Today coffee shop means Starbucks, diner means Mickey’s, and upscale casual means TGIFriday’s. But when I dine at Crave in the Galleria, what comes to mind is those coffee shops.

Our tastes have upscaled in four decades. We expect fireplaces, real stone, floor to ceiling windows, and sushi. But fundamentally, Crave is an Edina coffee shop, circa 2008. It serves everything—wood-oven pizza, salads, pasta, sandwiches, ahi tuna, Middle Eastern spreads, and sushi. No restaurant in its right mind would cross so many culinary boundaries, except those coffee shops of old. Meats are natural and free-range, produce and dairy is organic, and Crave buys local when possible. Kaching.

When we set out to review Crave a year ago, Peter Lilienthal did not like it enough to recommend it, so we passed. And I agree with him to the extent that I would not recommend anyone cross town to eat at Crave. Nor would anyone drive from Evanston to Morton Grove to eat at its coffee shop in 1972.

Crave is a near-perfect restaurant for the Galleria—it has food designed for affluent, aware, food-focused diners who are looking for anything from a quick spicy tuna roll between Crate & Barrel and Pottery Barn Kids to a multi-course meal for empty nesters living in nearby condos.

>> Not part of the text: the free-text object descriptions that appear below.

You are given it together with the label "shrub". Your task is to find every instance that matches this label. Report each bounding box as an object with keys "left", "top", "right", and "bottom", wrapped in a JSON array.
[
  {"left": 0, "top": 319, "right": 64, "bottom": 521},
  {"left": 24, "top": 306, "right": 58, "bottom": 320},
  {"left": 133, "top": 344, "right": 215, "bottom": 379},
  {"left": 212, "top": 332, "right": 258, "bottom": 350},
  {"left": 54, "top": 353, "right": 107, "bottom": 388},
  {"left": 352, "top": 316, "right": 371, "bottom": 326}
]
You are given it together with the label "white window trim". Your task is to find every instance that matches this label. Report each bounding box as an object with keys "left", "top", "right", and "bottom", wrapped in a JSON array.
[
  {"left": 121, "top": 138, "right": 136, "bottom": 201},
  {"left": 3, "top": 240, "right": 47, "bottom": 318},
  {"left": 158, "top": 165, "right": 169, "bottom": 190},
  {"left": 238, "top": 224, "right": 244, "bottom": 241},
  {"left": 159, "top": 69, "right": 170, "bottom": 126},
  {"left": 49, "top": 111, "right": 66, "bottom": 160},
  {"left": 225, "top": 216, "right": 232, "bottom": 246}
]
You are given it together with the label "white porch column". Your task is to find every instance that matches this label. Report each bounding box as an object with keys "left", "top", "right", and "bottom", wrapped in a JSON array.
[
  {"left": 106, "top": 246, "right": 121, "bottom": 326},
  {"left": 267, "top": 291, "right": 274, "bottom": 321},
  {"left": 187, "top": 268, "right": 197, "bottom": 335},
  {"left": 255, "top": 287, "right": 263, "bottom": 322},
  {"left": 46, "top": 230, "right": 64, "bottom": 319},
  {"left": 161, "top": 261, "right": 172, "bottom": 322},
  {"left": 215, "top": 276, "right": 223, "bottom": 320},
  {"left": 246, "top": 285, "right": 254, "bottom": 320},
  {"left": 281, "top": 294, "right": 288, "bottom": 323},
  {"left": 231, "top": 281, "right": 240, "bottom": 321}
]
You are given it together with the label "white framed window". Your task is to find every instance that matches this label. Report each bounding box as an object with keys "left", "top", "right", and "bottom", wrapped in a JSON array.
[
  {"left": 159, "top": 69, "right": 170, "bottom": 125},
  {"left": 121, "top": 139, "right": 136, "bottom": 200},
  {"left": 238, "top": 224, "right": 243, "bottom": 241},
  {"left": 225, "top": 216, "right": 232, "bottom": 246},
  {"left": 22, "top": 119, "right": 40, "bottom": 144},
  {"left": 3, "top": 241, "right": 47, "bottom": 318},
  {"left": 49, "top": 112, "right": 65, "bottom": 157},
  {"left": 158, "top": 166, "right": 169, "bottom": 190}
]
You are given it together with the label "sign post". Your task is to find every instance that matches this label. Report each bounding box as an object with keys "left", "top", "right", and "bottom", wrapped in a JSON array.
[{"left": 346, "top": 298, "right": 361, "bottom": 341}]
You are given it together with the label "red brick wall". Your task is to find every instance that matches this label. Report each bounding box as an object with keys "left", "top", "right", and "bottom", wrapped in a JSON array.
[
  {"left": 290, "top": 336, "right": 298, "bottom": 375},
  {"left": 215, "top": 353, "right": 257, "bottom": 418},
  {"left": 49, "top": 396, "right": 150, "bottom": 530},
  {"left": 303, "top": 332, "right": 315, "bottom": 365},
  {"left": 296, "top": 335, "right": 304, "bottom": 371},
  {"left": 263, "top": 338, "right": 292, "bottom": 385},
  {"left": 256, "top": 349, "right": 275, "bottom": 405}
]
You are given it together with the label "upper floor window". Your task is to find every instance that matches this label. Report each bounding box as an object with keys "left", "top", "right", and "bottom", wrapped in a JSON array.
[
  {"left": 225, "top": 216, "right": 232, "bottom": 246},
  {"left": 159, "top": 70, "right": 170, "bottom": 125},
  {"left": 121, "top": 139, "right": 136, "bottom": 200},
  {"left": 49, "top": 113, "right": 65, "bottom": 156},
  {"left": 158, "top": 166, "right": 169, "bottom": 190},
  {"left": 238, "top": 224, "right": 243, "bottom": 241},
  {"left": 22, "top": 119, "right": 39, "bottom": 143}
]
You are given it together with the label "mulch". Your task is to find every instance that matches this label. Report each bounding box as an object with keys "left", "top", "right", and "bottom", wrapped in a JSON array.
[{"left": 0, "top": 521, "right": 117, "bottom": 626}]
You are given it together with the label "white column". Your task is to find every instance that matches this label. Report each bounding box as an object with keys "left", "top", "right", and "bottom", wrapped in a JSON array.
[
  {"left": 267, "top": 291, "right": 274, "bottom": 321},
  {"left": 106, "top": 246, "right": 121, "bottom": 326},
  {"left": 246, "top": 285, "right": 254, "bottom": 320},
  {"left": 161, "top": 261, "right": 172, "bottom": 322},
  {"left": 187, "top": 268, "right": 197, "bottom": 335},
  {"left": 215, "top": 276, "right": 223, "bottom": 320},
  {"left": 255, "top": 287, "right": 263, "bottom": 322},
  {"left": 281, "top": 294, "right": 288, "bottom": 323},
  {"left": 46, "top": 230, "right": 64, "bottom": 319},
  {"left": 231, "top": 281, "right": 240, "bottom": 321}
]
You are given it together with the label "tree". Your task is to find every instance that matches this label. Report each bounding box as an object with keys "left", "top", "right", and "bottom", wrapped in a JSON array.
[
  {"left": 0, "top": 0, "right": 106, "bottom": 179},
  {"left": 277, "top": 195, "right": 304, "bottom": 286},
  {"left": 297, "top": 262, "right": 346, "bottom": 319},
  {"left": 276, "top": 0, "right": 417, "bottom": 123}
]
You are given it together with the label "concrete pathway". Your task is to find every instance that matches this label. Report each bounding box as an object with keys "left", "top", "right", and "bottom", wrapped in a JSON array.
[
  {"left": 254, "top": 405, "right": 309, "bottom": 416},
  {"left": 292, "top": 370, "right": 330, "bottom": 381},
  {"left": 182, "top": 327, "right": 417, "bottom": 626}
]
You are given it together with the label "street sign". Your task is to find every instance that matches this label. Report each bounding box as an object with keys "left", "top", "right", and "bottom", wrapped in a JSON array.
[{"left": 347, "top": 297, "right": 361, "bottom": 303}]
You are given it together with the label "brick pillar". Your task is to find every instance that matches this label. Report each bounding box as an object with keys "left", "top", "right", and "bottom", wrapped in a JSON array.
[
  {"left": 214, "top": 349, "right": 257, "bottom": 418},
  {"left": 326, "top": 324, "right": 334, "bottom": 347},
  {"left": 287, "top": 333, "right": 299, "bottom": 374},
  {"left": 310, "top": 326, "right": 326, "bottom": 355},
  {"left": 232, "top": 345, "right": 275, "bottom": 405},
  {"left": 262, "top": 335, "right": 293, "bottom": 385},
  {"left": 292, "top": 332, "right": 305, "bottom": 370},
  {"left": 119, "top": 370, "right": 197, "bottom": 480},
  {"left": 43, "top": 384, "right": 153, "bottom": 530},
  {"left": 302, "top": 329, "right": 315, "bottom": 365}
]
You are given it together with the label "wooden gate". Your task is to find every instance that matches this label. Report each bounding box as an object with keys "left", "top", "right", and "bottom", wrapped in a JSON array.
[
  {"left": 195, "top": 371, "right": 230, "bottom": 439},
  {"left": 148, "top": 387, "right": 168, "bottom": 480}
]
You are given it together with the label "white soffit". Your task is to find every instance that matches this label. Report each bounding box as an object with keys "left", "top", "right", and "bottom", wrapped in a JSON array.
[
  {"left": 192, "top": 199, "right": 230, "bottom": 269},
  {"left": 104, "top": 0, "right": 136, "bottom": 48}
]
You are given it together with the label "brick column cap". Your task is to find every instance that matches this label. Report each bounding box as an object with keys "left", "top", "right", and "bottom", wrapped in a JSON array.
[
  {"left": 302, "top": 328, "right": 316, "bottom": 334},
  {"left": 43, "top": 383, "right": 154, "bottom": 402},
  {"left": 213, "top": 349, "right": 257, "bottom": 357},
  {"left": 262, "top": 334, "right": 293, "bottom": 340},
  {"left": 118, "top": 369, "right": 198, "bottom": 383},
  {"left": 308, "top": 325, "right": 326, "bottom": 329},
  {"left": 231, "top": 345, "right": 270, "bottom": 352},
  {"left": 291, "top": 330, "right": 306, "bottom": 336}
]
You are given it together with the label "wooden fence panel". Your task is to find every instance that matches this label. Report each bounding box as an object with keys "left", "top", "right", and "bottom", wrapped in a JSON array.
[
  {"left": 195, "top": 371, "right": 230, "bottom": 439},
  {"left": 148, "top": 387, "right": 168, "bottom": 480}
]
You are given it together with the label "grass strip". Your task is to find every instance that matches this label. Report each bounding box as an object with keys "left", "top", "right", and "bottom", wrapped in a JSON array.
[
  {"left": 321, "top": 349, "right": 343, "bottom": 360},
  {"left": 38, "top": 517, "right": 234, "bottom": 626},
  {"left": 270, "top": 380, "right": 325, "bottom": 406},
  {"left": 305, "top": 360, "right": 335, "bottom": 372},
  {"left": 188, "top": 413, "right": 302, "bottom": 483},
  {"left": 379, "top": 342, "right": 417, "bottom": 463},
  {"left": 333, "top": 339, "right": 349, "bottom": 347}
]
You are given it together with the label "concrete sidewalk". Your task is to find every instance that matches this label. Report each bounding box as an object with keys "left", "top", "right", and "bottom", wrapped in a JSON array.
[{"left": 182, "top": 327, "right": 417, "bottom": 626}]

Is the food noteworthy, destination-status? No. But nor is it desultory or regrettable. The signature pesto shrimp appetizer was really just pistachio pesto on a slightly undercooked shrimp over crostini. Why it’s the most popular app, I don’t get. Grilled hanger steak was flavorful with char, though cooked a little past ordered, the peppery mushroom sauce a nice complement. A pleasingly pink pork tenderloin came with bacony chard and a wonderful potato and gorgonzola gratin.

Thin-crust pizzas looked very appetizing and I hear the sushi is credible. Service was prompt and capable; the room is busy and on the loud side, but not annoyingly so.

Though the foodies sneer when Crave comes up, they’re missing the point. It’s trying to be a clubhouse for Edina shoppers, and that it does very well, indeed. To hang a place up for not being Alma when it isn’t even trying is not fair in the least.